Insurance: 5 warning signs you may have improper insurance
Insurance is the transfer of risk from one party to another. In consideration of monetary payment by the insured, the insurer promises to pay compensation based on some future risk/loss, such as disability or death, to a designated party. In and of itself, the concept of insurance is great. Who does not want a risk management tool that shifts your risk to someone else?
However, the devil is in the details and there are two larger and worrying trends in the insurance industry. The first is that insurance companies don’t want to be boring old insurers anymore but asset managers. The second is a general consolidation of the industry. In Canada, three insurers- Manulife, Great-West Life and Sun Life- now control approximately 65% of the market. In the United States, companies dominant insurance niches.
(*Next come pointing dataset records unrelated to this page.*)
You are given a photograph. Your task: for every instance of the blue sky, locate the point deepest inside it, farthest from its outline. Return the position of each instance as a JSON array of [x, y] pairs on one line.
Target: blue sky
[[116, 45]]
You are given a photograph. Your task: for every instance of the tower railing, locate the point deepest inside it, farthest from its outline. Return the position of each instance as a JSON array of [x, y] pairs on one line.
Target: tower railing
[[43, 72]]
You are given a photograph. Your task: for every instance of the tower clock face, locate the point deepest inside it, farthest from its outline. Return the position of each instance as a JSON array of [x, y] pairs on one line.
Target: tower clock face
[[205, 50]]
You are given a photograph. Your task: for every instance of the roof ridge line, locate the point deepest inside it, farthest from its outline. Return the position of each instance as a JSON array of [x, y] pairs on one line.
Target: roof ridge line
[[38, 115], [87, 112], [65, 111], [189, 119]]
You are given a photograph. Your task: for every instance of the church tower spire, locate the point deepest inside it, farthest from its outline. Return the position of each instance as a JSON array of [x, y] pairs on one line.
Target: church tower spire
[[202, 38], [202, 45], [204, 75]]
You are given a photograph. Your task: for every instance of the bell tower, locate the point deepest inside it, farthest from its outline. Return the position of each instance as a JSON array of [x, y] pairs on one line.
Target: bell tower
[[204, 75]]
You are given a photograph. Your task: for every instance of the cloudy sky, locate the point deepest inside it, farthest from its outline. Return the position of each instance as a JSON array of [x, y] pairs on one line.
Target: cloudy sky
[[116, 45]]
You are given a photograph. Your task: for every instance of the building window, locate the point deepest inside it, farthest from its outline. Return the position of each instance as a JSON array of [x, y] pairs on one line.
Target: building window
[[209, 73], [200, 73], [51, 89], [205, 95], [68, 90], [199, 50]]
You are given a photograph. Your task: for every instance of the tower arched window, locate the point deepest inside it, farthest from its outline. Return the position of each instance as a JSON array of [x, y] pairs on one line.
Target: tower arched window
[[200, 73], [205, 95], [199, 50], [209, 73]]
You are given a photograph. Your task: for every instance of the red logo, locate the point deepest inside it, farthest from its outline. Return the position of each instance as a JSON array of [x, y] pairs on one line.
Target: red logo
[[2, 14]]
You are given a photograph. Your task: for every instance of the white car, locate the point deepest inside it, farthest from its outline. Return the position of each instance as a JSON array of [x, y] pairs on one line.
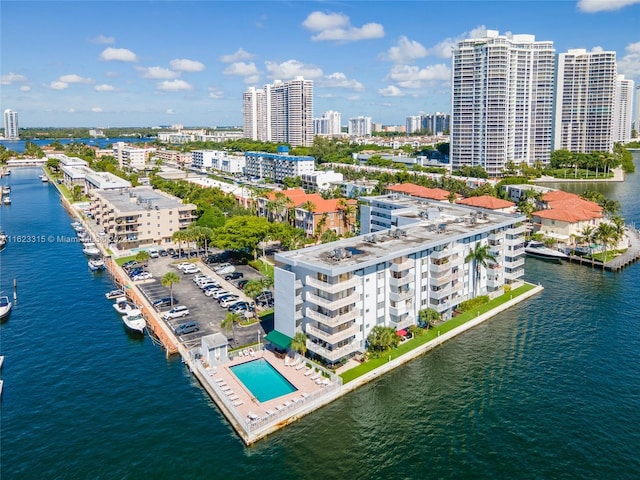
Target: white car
[[176, 312], [142, 276]]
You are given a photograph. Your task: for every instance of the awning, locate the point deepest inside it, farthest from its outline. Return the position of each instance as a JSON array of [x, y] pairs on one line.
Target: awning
[[280, 340]]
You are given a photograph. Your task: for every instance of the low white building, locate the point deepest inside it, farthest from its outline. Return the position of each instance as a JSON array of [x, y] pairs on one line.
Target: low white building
[[319, 181], [336, 293]]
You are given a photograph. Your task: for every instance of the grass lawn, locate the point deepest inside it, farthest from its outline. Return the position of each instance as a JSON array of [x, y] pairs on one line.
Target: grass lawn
[[432, 333]]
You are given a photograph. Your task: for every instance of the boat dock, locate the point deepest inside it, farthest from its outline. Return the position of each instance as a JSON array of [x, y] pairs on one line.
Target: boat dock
[[631, 255]]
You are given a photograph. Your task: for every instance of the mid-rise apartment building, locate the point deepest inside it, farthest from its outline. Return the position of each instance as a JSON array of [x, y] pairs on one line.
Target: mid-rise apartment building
[[501, 101], [280, 112], [137, 216], [11, 128], [277, 166], [337, 293], [585, 101], [623, 110]]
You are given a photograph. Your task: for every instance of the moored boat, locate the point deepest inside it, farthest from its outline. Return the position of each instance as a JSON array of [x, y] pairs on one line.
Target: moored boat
[[134, 320], [539, 250], [123, 306], [5, 307]]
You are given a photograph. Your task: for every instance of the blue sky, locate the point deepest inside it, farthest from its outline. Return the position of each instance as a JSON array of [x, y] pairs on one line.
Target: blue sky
[[147, 63]]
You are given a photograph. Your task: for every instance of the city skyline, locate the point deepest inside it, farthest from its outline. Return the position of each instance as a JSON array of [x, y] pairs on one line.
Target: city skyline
[[190, 62]]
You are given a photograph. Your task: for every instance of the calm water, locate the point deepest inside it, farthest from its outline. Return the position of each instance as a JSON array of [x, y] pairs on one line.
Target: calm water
[[549, 389]]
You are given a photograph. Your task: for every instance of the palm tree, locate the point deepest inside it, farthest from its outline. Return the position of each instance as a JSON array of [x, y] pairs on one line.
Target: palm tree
[[168, 280], [479, 256], [299, 343]]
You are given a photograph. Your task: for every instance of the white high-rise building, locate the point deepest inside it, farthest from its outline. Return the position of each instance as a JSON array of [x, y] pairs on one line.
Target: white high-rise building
[[11, 129], [585, 101], [413, 124], [502, 101], [360, 126], [280, 112], [330, 123], [623, 110]]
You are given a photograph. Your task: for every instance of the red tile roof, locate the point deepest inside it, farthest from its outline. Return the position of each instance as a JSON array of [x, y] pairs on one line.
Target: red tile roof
[[487, 201], [419, 191]]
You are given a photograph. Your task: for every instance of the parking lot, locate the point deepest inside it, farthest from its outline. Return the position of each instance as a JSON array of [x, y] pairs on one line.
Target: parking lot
[[205, 310]]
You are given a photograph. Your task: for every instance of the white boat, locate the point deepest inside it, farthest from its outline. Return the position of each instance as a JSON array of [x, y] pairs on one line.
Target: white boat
[[96, 264], [123, 306], [5, 307], [539, 250], [134, 321], [90, 249], [114, 294]]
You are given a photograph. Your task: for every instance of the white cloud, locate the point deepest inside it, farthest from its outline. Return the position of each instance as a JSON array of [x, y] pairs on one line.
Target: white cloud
[[174, 86], [339, 80], [409, 76], [592, 6], [73, 78], [186, 65], [118, 54], [102, 39], [215, 93], [241, 69], [629, 63], [237, 56], [58, 85], [104, 88], [337, 26], [406, 51], [391, 91], [291, 69], [444, 48], [11, 78], [158, 73]]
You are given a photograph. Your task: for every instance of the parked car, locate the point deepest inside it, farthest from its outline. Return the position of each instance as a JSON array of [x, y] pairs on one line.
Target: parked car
[[164, 302], [187, 327], [228, 300], [176, 312], [233, 276]]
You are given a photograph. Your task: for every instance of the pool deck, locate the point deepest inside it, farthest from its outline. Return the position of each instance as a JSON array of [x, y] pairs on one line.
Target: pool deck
[[254, 420]]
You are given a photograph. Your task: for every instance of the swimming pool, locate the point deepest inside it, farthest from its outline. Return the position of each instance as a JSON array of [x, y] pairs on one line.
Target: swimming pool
[[262, 380]]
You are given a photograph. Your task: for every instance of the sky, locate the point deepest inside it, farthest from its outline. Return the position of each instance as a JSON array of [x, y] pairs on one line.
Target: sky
[[151, 63]]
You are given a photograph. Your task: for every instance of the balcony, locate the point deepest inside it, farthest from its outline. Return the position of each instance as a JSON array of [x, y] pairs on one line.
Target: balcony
[[332, 338], [402, 266], [333, 321], [403, 295], [333, 304], [332, 287], [333, 355]]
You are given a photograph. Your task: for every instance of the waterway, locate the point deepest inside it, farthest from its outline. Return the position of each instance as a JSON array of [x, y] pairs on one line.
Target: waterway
[[548, 389]]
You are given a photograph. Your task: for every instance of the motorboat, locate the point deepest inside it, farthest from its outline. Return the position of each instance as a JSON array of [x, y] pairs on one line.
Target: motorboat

While the public opposes big banks, the insurers quietly reached a scale the banks would die for.
The result is that most insurance companies need to pay out as little as possible to maintain or grow their assets under management (in fact, many insurers sell policies as loss leaders while making money on asset management) and a consolidated industry means pricing power. Neither is particularly good for the consumer.
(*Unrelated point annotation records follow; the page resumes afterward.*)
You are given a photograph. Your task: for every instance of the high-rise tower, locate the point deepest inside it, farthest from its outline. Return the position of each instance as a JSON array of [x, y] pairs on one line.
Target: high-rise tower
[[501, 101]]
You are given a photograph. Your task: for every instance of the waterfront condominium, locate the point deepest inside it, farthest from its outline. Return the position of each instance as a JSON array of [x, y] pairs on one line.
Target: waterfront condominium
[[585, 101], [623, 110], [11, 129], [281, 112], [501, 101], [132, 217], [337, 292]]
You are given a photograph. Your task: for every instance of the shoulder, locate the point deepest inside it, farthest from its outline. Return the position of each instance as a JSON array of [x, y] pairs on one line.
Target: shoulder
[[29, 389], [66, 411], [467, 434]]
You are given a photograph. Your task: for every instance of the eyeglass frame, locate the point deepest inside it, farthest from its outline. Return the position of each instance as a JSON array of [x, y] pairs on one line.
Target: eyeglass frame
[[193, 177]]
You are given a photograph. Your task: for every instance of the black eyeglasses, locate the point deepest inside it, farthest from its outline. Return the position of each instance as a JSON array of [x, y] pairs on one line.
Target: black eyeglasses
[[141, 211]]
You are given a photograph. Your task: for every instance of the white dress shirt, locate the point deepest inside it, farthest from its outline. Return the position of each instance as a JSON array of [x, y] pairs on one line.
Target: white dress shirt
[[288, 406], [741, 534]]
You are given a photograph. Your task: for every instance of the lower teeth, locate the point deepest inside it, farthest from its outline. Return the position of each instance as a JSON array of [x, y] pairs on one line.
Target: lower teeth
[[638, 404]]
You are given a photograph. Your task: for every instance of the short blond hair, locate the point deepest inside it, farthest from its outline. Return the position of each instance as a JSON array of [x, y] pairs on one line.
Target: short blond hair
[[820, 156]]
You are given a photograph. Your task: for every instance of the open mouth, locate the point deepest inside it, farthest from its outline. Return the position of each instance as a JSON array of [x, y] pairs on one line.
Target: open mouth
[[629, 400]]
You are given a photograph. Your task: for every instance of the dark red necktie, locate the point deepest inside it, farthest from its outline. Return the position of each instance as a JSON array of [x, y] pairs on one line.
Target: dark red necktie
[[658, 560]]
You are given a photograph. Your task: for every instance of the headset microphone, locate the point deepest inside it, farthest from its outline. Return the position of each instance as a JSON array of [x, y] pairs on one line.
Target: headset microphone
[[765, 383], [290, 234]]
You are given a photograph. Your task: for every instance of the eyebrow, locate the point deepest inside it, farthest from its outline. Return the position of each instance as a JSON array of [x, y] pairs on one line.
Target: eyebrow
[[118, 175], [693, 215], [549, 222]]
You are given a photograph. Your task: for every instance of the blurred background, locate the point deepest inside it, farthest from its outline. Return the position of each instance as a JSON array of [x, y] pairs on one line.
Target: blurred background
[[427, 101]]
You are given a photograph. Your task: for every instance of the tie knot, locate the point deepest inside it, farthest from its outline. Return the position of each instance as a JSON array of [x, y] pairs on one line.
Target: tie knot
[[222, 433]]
On a more specific level, what are 5 warning signs that you may have an improper insurance policy?
1. No medical required before obtaining an insurance policy
Four Pillars and I have written before about post-claim underwriting. While illegal in many jurisdictions, there are many ways to re-characterize a policy to be potentially within the scope of the legislation (and require expensive litigation to resolve).
A “no medical required” insurance underwriting process may not indicate per se that you are subject to post-claim underwriting but it could be a warning sign you could be sold a policy subject to post-claim underwriting. It may make the process of obtaining insurance easier but the potential future-risk is greater.
2. The purpose of insurance is not being used for risk management
As reported by Riscario Insider, the 10/8 program, which involves using insurance policies as collateral towards a loan to the policy-holder to be used for business or investing purpose (thus making the interest tax deductible), is being reviewed by CRA.
Depending on the specifics, some insurance policies were designed more as tax shelters than insurance. In such cases, the insured could run audit risk for what is supposed to be a risk management tool.
While no one knows what will happen to the 10/8 program (and you know there is too much money at stake not to have the insurance company fight this out), the larger point to consider is why you are entering into an insurance contract. If you are being sold something who’s primary purpose is not risk management then think twice since you have opened yourself to other risk factors.
3. Watch the exclusions
Insurance policies are drafted to set out what it does not cover rather than what it does. Just because it is called critical illness insurance, does not mean all type of critical illness are covered and if you have a family history of certain critical illness, the insurer could deny you on the grounds you failed to disclose a pre-existing condition.
The point is to ask your insurance broker what the policy does NOT cover as well as covers so you understand the limitations of your policy. If you may possibly fall under an exclusion, then the policy is not right for you.
4. Unnecessary insurance
Life insurance for minor children. Mortgage insurance. Credit balance insurance. Flood insurance for someone living in North Dakota. There are a lot of insurance products that are ideal for a small subset of the population but sold to everyone. The fundamental question to be asked is always: (i) am I actually at risk (chances of a minor child dying are slim; and (ii) does the risk of occurrence actually require transfer of such risk (a minor child has no dependents so who really needs the money on death?)?
5. Too much insurance
This one is always tricky but insurance brokers tend to start high on their coverage (for their commission). The question to be asked is always: how much money do I really need in case something happens to me? This requires some cash flow projections based on your own life-style rather than what the insurance company tells you.